In “Vita e pensiero” (luglio-agosto 2019) si può leggere un bel saggio del filosofo Silvano Zucal: “La nascita fine di una rimozione?”. La tesi che viene sostenuta può essere così riassunta: la filosofia del Novecento ha concentrato le sue energie teoretiche sul tema della morte, al centro delle quali sta, ormai quasi centenaria, la famosa proposizione intorno “all’essere per la morte”. La riflessione di altri filosofi di tutto rilievo ha elaborato il tema della morte in direzione di un reticolo di senso che deriva, come una intelligente ermeneutica, dalla condizione della nostra finitudine.
A mio avviso si tratta in ogni caso, quale sia la loro intonazione spirituale, di importanti lezioni che, facendo centro sulla morte, mettono in rilievo la necessità di elaborare nel proprio finito, un senso che la valorizzi e impedisca la sua scomparsa nell’ombra del nulla.
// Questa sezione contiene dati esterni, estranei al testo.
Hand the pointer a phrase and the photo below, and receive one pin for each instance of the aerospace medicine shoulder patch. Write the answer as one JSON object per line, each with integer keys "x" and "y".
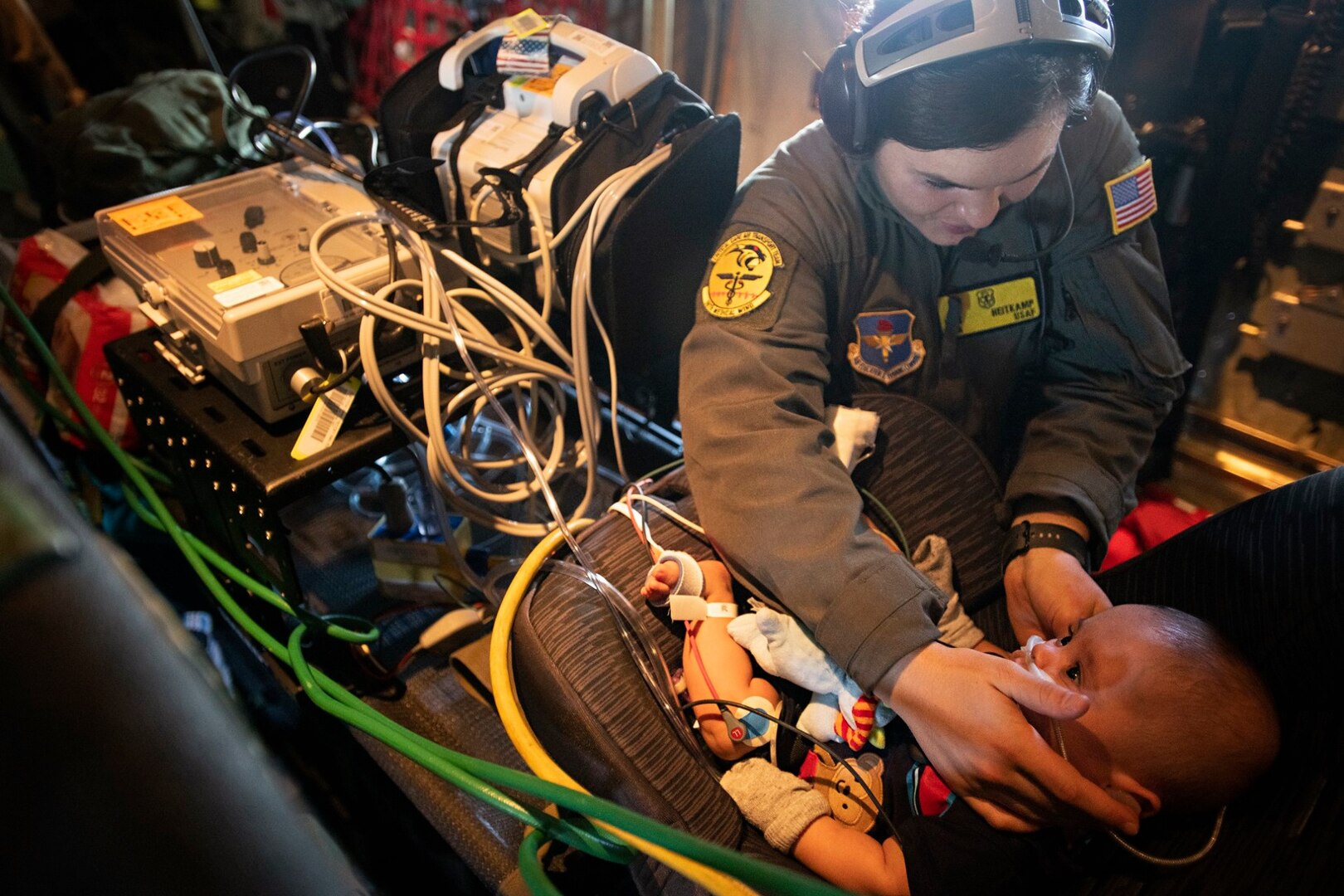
{"x": 1132, "y": 197}
{"x": 739, "y": 275}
Declinata in forme differenti, è pur sempre l’opposizione tra ontico e ontologico di Heidegger.
Prima di considerare le tesi di Zucal vorrei ricordare ancora due casi filosofici che “stonano” rispetto alla più diffusa “vulgata”; l’una è la posizione di Sartre che non vede nella morte alcuna donatrice di senso, ma solo il momento terminale, la scure che si abbatte su un progetto che è destinato a rimanere incompiuto. Non mi pare che in Sartre vi siano pagine sulla nascita, vi è invece quella preziosa riflessione secondo cui il neonato succhia dal latte materno la sua condizione sociale. La vita quindi non è mai maiuscola (come per esempio in Bergson e Simmel, per stare a quei livelli che non decadono mai nell’enfasi vitalistica), ma è sempre socialmente determinata fin dalla nascita. Si può metaforizzare la nascita come realtà materiale dello spirito, ma non bisogna dimenticare che, appunto, si tratta di una metafora e non di una analisi.
La seconda posizione che vorrei richiamare è quella di un bellissimo saggio di Jacques Derrida in polemica proprio con Heidegger. Il filosofo francese nota che la posizione di Heidegger è la laicizzazione del fondamentale tema cristiano: “Memento homo quia pulvis es, et in pulverem reverteris”. Il problema educativo quivi è la misura consapevole del ricordo che stabilisce il rapporto tra il bene e il male, così come viene stabilito il rapporto tra il senso e il non senso. Non c’è bisogno di ricorrere al “memento mori” per entrare nella prospettiva del senso che è sempre relativo a una situazione data, come del resto Derrida ha mostrato in tutta la sua opera dopo la vetta teoretica secondo cui non c’è altro che il testo. Il filosofo francese, riguardo alla morte, ha il suo insegnamento ben poco metafisico: nel nulla ci aspettiamo l’un l’altro.
La riflessione sulla nascita può dar luogo a metafore filosofiche molto significative: il “sempre di nuovo” (Rilke, Husserl), l’alba dello spirito, il rinascimento, e, anche, la misura della nostra stessa vita. Non è un caso qualsiasi che la meditazione contemporanea sulla morte e sulla nascita sia da dividere tra maschile e femminile. Tuttavia non ne farei una radicale opposizione, se non in quanto per il livello femminile la nascita è una riproduzione della propria vita con gioia e sofferenza; nel maschile la nascita è stata soprattutto la garanzia della continuità di una forma moderna (dal Re al “padrone delle ferriere”). In generale non vorrei dimenticare che dopo la nascita, l’attesa di tutti è rivolta al momento in cui il piccolo articoli le prime forme di linguaggio che, come è noto, derivano da una vitale mimesi. Ma questo significa che al di là della nascita come evento fondamentale, il bambino è atteso in un linguaggio che è quello dei suoi genitori e dell’ambiente che è loro relativo. La nascita quindi è degna di qualsiasi preziosa metafora intellettuale, ma dal punto di vista più propriamente teoretico, essa va considerata nel quadro socio-culturale in cui avviene, e quindi nel suo processo di assimilazione al luogo sociale in cui accade, aperta al percorso della crescita e la cui qualità, soggettiva ed oggettiva, apparterrà ad ogni possibile interazione con l’ambiente sociale e i suoi processi di autoriconoscimento.